Metric in complex matrix
Hi everyone hope you can hep me. Let $A,B\in M_{m\times n}(\mathbb{C})$ two matrix with complex inputs and let's define a function $d:M_{m\times n}(\mathbb{C})\times M_{m\times n}(\mathbb{C})\rightarrow \mathbb{R}$ as $d(A,B)=\{\sum_{k=1}^{m}\sum_{j=1}^{n}|a_{kj}-b_{kj}|^{2} \}^{\frac{1}{2}}$. I was trying to prove that $d$ is a metric in $M_{m\times n}(\mathbb{C})$, at the beginning I thought that I could use Minkowski inequality for normed spaces ($|| x+y ||_{p}\leq ||x||_{p}+||y||_{p}$) but then I realized that that wouldn't work, What can I use? thank you all.
Solution 1:
First $d(A,B) \geq 0$ clearly follows by your definition and $d(A,B)=0$ if and only if $A=B$. The symmetricity property is also easy to prove.

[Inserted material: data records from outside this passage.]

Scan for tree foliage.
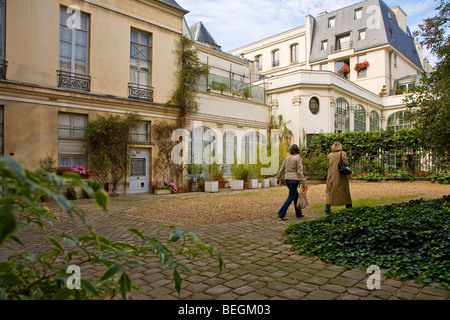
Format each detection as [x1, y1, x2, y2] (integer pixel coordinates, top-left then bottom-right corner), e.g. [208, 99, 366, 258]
[405, 0, 450, 155]
[85, 113, 141, 195]
[166, 36, 210, 127]
[0, 156, 223, 300]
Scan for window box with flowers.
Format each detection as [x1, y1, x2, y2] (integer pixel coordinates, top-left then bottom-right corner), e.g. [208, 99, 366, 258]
[337, 63, 350, 79]
[72, 165, 95, 179]
[354, 60, 369, 78]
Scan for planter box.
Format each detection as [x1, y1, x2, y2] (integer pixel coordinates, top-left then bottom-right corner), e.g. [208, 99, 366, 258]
[190, 183, 199, 192]
[269, 177, 277, 186]
[155, 189, 171, 195]
[262, 179, 270, 188]
[257, 183, 262, 189]
[230, 180, 244, 190]
[248, 179, 258, 189]
[205, 181, 219, 193]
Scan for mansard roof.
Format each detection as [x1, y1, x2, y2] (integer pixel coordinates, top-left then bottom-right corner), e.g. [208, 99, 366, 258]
[189, 21, 221, 51]
[309, 0, 423, 70]
[157, 0, 188, 12]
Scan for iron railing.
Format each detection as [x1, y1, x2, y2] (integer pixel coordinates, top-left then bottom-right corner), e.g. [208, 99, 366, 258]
[57, 70, 91, 91]
[128, 83, 154, 101]
[0, 60, 6, 80]
[331, 41, 353, 53]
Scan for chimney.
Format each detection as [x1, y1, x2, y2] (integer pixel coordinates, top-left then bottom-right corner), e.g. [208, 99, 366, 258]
[391, 6, 407, 34]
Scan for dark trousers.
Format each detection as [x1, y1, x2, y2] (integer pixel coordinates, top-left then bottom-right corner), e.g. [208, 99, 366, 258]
[279, 180, 302, 217]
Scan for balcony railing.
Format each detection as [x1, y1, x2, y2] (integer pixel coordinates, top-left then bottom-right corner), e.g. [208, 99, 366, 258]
[57, 70, 91, 91]
[0, 60, 6, 80]
[331, 41, 353, 53]
[128, 83, 154, 102]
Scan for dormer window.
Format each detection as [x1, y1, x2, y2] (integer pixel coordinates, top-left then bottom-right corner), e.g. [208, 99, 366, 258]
[321, 40, 328, 51]
[354, 8, 362, 20]
[388, 11, 392, 21]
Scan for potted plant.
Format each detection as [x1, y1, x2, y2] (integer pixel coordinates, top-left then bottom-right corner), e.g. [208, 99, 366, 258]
[230, 164, 248, 190]
[337, 63, 350, 79]
[354, 60, 369, 72]
[153, 182, 172, 195]
[66, 186, 77, 200]
[242, 86, 250, 99]
[247, 164, 259, 189]
[72, 165, 94, 180]
[204, 163, 219, 193]
[187, 164, 203, 192]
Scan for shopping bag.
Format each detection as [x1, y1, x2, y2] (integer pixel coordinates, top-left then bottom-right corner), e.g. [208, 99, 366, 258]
[297, 185, 308, 210]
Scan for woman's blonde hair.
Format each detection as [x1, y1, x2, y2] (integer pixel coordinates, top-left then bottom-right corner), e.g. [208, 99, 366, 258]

By Minkowski inequality we know that $$ (\sum\limits_{k=1}^m \sum\limits_{j=1}^n |a_{kj}-b_{kj}|^2)^{1/2} + (\sum\limits_{k=1}^m \sum\limits_{j=1}^n |b_{kj}-c_{kj}|^2)^{1/2} \geq (\sum\limits_{k=1}^m \sum\limits_{j=1}^n |a_{kj}-c_{kj}|^2)^{1/2}$$ where $a_{ij}, b_{ij}, c_{ij}$ can be complex numbers, and thus proved. If you are only allowed to use the theorem which only allows real entries, note that $|z_1-z_2|^2 = |re(z_1)-re(z_2)|^2+|im(z_1)-im(z_2)|^2$; hence the complex result is directly proved.